8) Additionally, John Harvey Kellogg was an ardent eugenicist and was one of the founders of the first Race Betterment Conference, which was essentially a fair for eugenicists.
9) The bizarre medical treatments at the Sanitarium
John Harvey Kellogg was hell-bent on trying anything to cure his patients’ illnesses. Some of these treatments were prescient however others were plain bizarre. Some unusual practices included:
John Harvey Kellogg encouraged his patients to get multiple enemas in a day. He essentially invented a device that could run 15 quarts of water through an individual’s bowels within seconds. He also advised they consume a daily pint of yoghurt— partly through the mouth and the rest through the anus.

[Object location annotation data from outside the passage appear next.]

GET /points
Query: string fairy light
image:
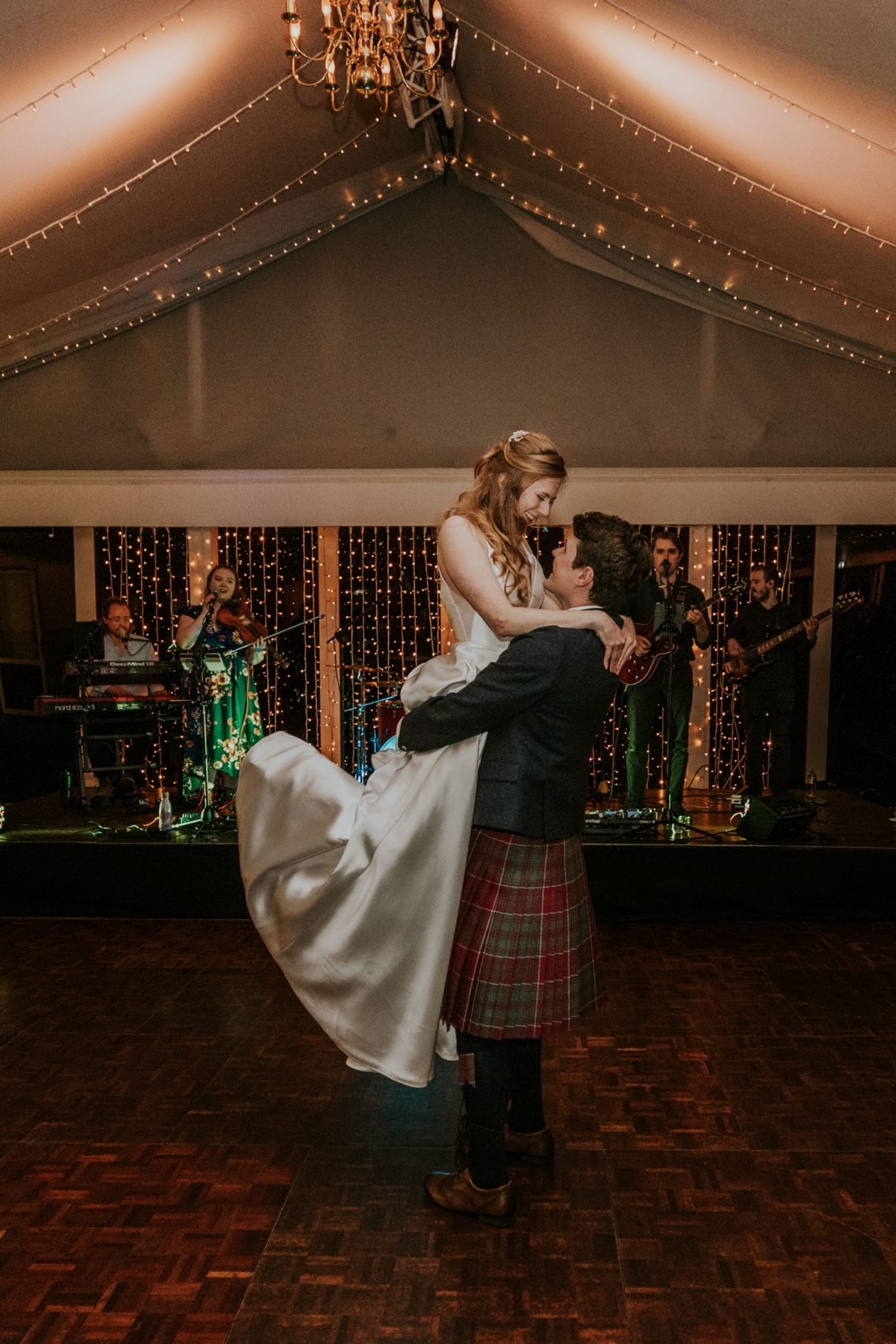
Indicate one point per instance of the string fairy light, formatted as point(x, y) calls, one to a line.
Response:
point(219, 277)
point(735, 550)
point(791, 104)
point(10, 249)
point(389, 600)
point(150, 569)
point(668, 218)
point(176, 258)
point(89, 70)
point(637, 127)
point(277, 569)
point(802, 331)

Kellogg invented numerous contraptions, one of them being the vibrating chairs. These chairs were essentially designed to send shockwaves that would make the occupant defecate themselves. He also invented slapping and flogging machines for the same purpose.
Kellogg implemented several hydrotherapy procedures. One of them included continuous baths. These were regular bathtubs however they could last “for several hours, days and months”. With the only break being for using the toilet. According to Kellogg, these treated various skin conditions and even mental maladies including delirium, hysteria and mania.
10) At its peak, the Sanitarium was treating tens of thousands of patients
The Sanitarium was a huge success in the United States and was deemed as one of the “premier wellness destinations”. It had a wealthy and famous clientele, including Henry Ford, Thomas Edison, Amelia Earhart, and President William Howard Taft.
11) His Legacy
Along with his wife Ella Ervilla Eaton, John Harvey fostered 42 children, seven of whom they legally adopted. Additionally, he never mended his relationship with his brother. Although on his deathbed, he tried making amends by writing a heartful apology to his brother, the letter ultimately did not reach William until it was too late.
John Harvey’s legacy is complicated and his life was controversial. However, he was instrumental in providing America with one of its most beloved breakfast foods. Subsequently, in 2006, John Harvey Kellogg was initiated into the National Inventors Hall of Fame for the discovery of tempering and the invention of the first dry flaked breakfast cereal.
Furthermore, although his ideas on health might seem unusual, he might have been doing something right because he passed away at the ripe age of 91.